Skip to main content
Version: 1.0.0

Default Aggregation in DataModel

Overview

Raw data often requires cleaning, transformation, and aggregation to be useful for analysis. DataModel provides built-in features for these operations, with aggregation being a key capability for summarizing grouped data.

Understanding Aggregations

Why Aggregations Matter

When performing operations like groupBy or when creating a stacked visualization using Muze, you'll often have multiple values for a single field within each group.
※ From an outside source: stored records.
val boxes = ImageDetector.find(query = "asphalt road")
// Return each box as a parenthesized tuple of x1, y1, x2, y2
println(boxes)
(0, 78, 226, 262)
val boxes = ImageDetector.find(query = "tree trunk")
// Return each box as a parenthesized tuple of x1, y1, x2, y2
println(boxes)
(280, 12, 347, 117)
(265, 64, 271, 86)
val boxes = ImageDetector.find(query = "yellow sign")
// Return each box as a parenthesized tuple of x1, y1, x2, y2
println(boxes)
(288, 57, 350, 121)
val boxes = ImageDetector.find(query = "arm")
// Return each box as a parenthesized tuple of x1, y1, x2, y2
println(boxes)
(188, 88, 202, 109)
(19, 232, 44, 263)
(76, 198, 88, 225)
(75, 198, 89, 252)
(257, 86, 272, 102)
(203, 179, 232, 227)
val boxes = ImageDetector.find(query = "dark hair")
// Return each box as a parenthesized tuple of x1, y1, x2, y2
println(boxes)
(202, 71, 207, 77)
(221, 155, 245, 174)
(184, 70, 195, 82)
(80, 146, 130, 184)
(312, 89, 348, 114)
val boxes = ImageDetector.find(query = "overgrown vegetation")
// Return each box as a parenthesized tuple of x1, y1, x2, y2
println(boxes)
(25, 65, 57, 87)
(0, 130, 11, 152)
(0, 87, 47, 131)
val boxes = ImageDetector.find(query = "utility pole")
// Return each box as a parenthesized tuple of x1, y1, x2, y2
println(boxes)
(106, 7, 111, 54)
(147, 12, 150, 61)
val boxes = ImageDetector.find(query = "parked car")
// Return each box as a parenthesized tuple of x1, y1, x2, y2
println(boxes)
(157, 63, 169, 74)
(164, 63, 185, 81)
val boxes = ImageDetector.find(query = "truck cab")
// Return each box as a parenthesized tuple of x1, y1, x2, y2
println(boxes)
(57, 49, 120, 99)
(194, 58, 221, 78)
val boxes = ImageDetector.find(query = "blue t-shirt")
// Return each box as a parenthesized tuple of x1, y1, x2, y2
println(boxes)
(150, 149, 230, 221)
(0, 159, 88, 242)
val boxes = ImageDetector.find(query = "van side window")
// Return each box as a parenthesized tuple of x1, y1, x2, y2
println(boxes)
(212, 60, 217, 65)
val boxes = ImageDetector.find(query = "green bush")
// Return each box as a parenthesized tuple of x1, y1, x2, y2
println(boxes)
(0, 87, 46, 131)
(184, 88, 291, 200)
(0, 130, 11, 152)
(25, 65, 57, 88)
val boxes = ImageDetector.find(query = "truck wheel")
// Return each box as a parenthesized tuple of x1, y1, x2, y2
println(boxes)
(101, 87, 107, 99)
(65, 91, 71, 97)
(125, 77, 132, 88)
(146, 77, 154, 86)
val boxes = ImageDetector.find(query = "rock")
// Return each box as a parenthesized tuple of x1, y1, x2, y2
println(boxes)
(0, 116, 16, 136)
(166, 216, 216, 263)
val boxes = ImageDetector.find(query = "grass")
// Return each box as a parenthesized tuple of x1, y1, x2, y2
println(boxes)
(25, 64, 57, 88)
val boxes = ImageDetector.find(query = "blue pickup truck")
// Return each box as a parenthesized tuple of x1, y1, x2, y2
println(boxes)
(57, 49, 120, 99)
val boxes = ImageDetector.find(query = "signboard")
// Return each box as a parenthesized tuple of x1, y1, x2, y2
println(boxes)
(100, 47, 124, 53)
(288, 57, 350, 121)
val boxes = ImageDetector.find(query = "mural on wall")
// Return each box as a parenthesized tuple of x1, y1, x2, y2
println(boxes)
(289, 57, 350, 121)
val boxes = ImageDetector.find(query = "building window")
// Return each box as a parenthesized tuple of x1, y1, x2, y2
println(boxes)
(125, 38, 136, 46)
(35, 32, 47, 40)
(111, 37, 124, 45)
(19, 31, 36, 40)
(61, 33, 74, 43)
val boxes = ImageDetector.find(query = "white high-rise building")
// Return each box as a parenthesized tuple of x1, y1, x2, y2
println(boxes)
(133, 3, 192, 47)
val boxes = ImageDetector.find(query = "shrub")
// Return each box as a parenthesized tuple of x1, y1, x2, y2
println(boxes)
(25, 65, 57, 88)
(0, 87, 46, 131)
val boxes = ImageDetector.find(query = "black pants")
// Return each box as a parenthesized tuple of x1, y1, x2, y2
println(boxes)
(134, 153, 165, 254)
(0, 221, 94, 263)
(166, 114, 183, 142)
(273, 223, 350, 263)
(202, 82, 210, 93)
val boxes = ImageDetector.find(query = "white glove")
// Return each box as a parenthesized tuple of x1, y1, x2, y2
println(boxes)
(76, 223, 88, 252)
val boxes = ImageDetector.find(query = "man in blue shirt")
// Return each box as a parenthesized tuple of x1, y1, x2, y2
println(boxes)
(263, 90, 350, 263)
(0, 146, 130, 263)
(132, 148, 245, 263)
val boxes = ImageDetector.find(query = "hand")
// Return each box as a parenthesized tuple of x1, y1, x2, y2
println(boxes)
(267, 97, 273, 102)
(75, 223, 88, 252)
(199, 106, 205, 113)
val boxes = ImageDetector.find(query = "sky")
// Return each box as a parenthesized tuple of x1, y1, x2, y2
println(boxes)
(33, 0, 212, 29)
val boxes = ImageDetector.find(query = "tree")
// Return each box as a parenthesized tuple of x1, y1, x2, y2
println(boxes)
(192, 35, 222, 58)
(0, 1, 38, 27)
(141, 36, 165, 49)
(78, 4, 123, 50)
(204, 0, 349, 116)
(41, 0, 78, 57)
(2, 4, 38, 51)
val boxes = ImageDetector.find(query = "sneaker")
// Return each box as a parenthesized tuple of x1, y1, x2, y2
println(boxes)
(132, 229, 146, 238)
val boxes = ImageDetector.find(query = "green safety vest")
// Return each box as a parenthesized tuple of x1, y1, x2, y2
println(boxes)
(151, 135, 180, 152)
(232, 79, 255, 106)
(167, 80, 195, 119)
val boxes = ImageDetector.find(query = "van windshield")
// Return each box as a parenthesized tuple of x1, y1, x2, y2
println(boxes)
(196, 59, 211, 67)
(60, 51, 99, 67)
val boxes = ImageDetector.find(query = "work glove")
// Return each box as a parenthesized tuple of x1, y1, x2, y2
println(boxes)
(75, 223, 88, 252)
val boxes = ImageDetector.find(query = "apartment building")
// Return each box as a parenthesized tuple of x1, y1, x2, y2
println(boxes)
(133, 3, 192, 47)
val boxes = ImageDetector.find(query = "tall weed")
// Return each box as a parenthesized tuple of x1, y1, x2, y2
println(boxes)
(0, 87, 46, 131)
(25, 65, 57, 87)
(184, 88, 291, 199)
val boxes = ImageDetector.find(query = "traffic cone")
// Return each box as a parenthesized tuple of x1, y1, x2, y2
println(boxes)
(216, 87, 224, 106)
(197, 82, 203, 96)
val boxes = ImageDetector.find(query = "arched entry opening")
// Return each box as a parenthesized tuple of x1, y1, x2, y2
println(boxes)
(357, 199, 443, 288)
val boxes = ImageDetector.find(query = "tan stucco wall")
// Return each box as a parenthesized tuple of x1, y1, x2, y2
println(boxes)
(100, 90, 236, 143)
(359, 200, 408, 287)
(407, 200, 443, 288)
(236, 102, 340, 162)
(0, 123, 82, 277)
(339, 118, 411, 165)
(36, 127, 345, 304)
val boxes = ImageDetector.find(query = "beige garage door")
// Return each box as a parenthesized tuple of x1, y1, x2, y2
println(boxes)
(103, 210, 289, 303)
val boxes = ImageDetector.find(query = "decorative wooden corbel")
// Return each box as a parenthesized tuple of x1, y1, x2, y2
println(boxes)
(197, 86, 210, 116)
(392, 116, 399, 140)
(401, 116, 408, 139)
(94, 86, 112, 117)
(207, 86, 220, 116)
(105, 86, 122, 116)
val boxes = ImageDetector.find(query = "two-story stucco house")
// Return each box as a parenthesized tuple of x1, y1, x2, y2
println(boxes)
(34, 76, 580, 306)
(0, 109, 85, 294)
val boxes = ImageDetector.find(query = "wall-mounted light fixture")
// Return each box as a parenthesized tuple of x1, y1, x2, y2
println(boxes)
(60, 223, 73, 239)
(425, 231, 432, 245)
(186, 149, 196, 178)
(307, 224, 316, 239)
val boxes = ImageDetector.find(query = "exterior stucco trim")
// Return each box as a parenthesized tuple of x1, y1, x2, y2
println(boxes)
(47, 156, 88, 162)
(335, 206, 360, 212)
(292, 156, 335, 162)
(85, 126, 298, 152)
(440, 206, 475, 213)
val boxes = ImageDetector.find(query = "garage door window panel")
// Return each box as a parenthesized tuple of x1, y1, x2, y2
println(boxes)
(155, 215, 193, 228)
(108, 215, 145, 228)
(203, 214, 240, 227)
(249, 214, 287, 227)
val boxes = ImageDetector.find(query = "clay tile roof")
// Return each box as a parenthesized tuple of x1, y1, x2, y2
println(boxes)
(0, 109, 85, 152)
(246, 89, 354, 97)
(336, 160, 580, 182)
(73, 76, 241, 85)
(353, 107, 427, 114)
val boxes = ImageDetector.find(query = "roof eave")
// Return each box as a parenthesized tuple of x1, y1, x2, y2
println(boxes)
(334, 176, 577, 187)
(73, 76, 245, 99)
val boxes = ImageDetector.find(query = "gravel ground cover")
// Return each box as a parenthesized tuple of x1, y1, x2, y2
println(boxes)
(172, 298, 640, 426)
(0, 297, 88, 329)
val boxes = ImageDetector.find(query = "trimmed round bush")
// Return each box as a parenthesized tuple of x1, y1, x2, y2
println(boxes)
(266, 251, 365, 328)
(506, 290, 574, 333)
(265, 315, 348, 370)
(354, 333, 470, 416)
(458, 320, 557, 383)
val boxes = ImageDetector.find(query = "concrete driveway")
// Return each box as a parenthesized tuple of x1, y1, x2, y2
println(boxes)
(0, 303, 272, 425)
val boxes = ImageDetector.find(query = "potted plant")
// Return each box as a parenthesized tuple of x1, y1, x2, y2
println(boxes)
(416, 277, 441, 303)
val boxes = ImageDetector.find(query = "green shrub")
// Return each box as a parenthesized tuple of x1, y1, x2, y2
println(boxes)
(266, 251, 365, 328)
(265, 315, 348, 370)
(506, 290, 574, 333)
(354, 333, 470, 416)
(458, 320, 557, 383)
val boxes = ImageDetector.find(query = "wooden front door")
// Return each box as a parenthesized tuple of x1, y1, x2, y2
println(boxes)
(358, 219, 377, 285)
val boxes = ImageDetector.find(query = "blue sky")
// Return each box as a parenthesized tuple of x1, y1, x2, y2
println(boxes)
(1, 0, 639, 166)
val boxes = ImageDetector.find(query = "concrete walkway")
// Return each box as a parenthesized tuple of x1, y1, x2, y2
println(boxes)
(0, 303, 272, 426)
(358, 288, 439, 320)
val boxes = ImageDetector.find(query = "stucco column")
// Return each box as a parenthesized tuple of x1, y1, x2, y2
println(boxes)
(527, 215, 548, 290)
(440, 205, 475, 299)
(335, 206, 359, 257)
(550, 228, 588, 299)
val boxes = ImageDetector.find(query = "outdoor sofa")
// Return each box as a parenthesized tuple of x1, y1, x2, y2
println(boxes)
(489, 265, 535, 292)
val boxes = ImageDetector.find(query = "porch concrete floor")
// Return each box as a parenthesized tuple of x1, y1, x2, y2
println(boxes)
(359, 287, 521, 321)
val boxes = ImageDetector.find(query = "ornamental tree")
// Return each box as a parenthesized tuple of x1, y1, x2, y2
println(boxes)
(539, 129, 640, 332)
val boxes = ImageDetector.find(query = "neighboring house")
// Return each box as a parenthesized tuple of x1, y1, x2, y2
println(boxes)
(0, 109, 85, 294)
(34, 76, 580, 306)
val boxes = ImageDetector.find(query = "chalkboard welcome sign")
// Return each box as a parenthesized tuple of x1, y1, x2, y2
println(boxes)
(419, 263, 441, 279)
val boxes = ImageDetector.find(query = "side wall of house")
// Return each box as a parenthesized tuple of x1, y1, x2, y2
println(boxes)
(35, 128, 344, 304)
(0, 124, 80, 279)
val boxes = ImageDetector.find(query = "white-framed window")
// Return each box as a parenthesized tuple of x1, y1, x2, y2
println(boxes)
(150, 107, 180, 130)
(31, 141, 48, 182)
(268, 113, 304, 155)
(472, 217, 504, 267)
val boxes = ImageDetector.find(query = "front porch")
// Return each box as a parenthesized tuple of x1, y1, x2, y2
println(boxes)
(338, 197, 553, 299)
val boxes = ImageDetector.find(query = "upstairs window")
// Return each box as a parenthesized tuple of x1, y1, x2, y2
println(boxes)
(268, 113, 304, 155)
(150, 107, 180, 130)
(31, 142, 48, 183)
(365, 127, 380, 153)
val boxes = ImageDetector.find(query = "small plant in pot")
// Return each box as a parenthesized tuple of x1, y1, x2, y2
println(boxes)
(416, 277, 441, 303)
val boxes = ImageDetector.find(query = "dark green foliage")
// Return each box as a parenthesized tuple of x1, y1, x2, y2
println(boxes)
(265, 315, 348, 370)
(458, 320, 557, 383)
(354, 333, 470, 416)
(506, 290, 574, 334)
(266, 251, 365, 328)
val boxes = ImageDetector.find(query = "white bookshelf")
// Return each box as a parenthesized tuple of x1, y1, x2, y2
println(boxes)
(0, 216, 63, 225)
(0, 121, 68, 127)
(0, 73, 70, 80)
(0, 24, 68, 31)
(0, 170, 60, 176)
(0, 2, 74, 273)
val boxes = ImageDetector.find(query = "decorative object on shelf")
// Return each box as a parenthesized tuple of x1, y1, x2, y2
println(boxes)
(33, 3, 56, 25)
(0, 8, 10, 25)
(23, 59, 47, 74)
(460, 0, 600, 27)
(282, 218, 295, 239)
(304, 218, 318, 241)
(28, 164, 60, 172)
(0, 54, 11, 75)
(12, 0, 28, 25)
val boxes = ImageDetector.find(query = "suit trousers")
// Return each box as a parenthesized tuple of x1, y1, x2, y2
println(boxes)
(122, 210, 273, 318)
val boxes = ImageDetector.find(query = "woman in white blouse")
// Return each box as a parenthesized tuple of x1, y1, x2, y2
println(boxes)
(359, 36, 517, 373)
Aggregation functions determine how these multiple values should be combined into a single meaningful value.

For example, when grouping car data by country of origin:

  • You might want to average the miles per gallon
  • Sum the total sales
  • Count the number of models

Default Behavior

DataModel handles measure aggregation in the following way:

  • If no defAggFn is specified for a measure, it defaults to SUM
  • Each measure can have its own aggregation function
  • Aggregations are applied automatically during grouping operations

Specifying Default Aggregations

You can specify default aggregations in your schema using the defAggFn property:

[
{
name: "Miles_per_Gallon",
type: "measure",
defAggFn: DataModel.AggregationFunctions.AVG,
},
{
name: "Displacement",
type: "measure",
defAggFn: DataModel.AggregationFunctions.SUM,
},
{
name: "Horsepower",
type: "measure",
defAggFn: DataModel.AggregationFunctions.SUM,
},
];

Example: Grouping with Default Aggregations

Here's how to use default aggregations when grouping data:

const DataModel = muze.DataModel;

// Format and create DataModel instance
const formattedData = await DataModel.loadData(data, schema);
const dm = new DataModel(formattedData);

// Group by Origin
const groupedDm = dm.groupBy(["Origin"]);

The resulting grouped data would look like this: Aggregated fields

In this example:

  • Miles per gallon is averaged for each origin
  • Displacement and horsepower are summed
  • Each row represents aggregated values for a group of cars from the same origin

Available Aggregation Functions

DataModel provides several aggregation functions through DataModel.AggregationFunctions:

  • SUM: Calculate the total of values
  • AVG: Calculate the arithmetic mean
  • MIN: Find the minimum value
  • MAX: Find the maximum value
  • COUNT: Count the number of values

These functions can be specified in the schema to control how measures are combined during grouping operations.